Our observation of needle deflection by tumours when performing
trans-perineal biopsy highlights errors in limited sampling, and potential challenges
if using an MRI-directed approach through TRUS/MRI fusion. Strategies to mitigate this problem
in small (<1cm) dense tumors include online MRI guidance with imaging confirmation of successful central tumor targeting, and/or multiple sampling.
Acknowledgements
CM Supported in part by a CIHR new investigator award. This study was funded by the Canadian Cancer Society, and the Ontario Institute for Cancer Research through matched funding by Hologic Inc.References
(1) Bauman G, Haider M, van der Heide UA, Ménard C. Boosting imaging-defined dominant prostatic tumors: a systematic review. Radiother Oncol. 2013 Jun;107(3):274-81.

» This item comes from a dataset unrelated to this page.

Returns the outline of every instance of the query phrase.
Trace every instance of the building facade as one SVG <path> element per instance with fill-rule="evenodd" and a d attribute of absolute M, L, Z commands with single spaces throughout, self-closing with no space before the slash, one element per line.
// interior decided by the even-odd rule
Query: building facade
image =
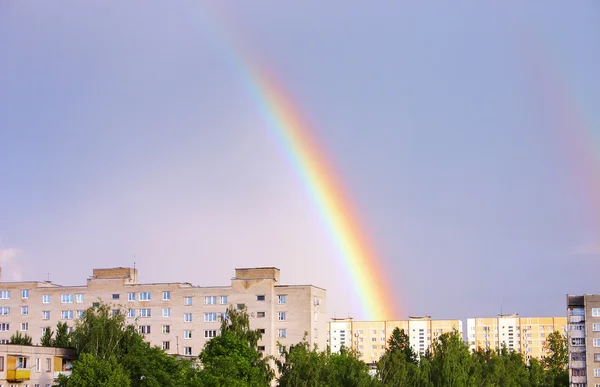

(2) Ménard C, Iupati D, Publicover J, Lee J, Abed J, O'Leary G, Simeonov A, Foltz WD, Milosevic M, Catton C, Morton G, Bristow R, Bayley A, Atenafu EG, Evans AJ, Jaffray DA, Chung P, Brock KK, Haider MA. MR-guided prostate biopsy for planning of focal salvage after radiation therapy. Radiology. 2015 Jan;274(1):181-9.